今回は中国禅界の巨匠、雲門文偃(うんもんぶんえん)禅師を採り上げる。禅師は若くして出家し、刻苦精励して大悟されたが、更に境涯の円熟を期して幾多の名僧に歴参された。「雲門天子」と称された高邁な宗風をもつ雲門宗の開祖であり、その「日々是好日」の句は一般にも良く知られている。


雲門禅師の伝記

雲門文偃禅師は唐末から五代(864 – 949)にかけて活躍された名僧である。その伝記は、何といってもその言行録である『雲門広録』(とりわけ、その末尾の「雲門山光泰禅院匡真大師行録」)が基本となるが、『五燈会元』巻十五所載の記述、『禅学大辞典』(大修館書店)も参考になる。

雲門禅師は諱(いみな)が文偃といい、俗姓を張という。浙江省・嘉興の出身であった。幼時から俗世間を厭(いと)い、17歳の時、遂に嘉興の空王寺の志澄律師の弟子となって出家した。禅師は生まれながら賢く聡明で、経典を読んでも一度で理解して再見を要しないほどであったので、律師も大層その器量を称(たた)えたという。20歳にして江蘇省・毘陵(びりょう)の戒壇で具足戒を受け、再び志澄律師のもとに戻って、戒律を集大成した四分律(しぶんりつ)を学んだ。
「行録(あんろく)」では、「厳格清浄に身を持する律を学んだことによって、悟りへの志が深く生じた」と言っているが、戒律を学ぶことを通して、「己事(こじ)究明」(真の自己の究明)の必要性が若き禅師に自覚されてきたものであろう。

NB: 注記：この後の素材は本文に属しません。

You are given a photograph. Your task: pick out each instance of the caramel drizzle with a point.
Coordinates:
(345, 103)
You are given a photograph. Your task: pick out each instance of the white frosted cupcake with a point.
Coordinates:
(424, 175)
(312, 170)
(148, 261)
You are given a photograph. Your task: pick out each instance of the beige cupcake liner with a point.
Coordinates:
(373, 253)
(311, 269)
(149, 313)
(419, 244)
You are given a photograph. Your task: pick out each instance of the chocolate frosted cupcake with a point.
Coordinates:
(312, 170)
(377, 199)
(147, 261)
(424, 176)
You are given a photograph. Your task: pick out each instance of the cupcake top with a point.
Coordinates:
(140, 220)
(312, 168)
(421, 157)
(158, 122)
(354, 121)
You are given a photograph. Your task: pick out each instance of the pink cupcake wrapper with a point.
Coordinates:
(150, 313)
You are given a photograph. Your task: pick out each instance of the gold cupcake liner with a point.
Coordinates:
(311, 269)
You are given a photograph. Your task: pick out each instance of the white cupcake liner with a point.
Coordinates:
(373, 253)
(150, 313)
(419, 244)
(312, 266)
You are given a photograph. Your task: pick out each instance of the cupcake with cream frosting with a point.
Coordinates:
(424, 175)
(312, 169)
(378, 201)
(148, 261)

そこで、禅師は志澄律師のもとを辞して、黄檗希運禅師の法嗣である睦州(ぼくしゅう)の道蹤(どうしょう)禅師(生没年不詳)に謁(えっ)して、そのもとで修行に励むことにした。だが何分にもこの道蹤禅師は、峻厳極まりない機鋒の禅匠であった。母親孝行でもあり、時の人は尊称して「陳尊宿」と呼んだ。或いは草鞋を作って母を養ったことで、「陳蒲鞋(ちんほあい)」とも呼ばれた。
 
雲門が初めて参じた折りのこと、睦州はわずかにその来るのを見るや、門を閉めてしまった。雲門が門を叩くと、睦州は「誰だ」と言ったので、「私です」と答えると、「どうしたのだ」と反問され、雲門は、「己事(自己の問題)をいまだ明らかにしてはおりません。どうかお示しを」と懇願したが、睦州は門を開いて一見するや直ちにまた門を閉じてしまった。
こうして三日続けて同じように門を叩いたが、三日目に至り、睦州は遂に門を開いたので、雲門が中に入るや、睦州はたちまち胸ぐらを掴まえて、「さあ、(仏法にかなった一句を)言え言え」と迫り、雲門がたじろいで躊躇すると、睦州は推し出して「秦時のタクラクサン(阿房宮を造った際の大きな棒ぐいのこと、「この役立たずめ」の意)」と悪口を浴びせかけざまに重い門を閉めたが、その際に雲門は片足を折ってしまった。しかし、その刹那、雲門は図らずも大悟する機縁に恵まれたのである。
 
表面上は無慈悲極まりないように見える睦州のこの作略(さりゃく、活き活きした働き)こそは、その実、三日にわたり門を閉ざされ会ってもらえないうちに次第に凝縮したであろう、雲門の身心を挙げての大疑団を打ち破る慈悲の鉄槌(てっつい)であり、同時にそれ自身が、仏法の端的な直指(じきし、そのものずばりをじかに示す禅のやり方)でもあった。
こうして見性した(悟りを開いた)雲門は、真の名僧・睦州禅師のもとで更に真っ正直な修行生活を続けたが、或るとき睦州は、「わしはお前の師となって大成させてやることが出来ぬ。これからは雪峰義存禅師(822-908)に参ぜよ。これ以上ここに留まってはならぬ」(「行録」)と命じた。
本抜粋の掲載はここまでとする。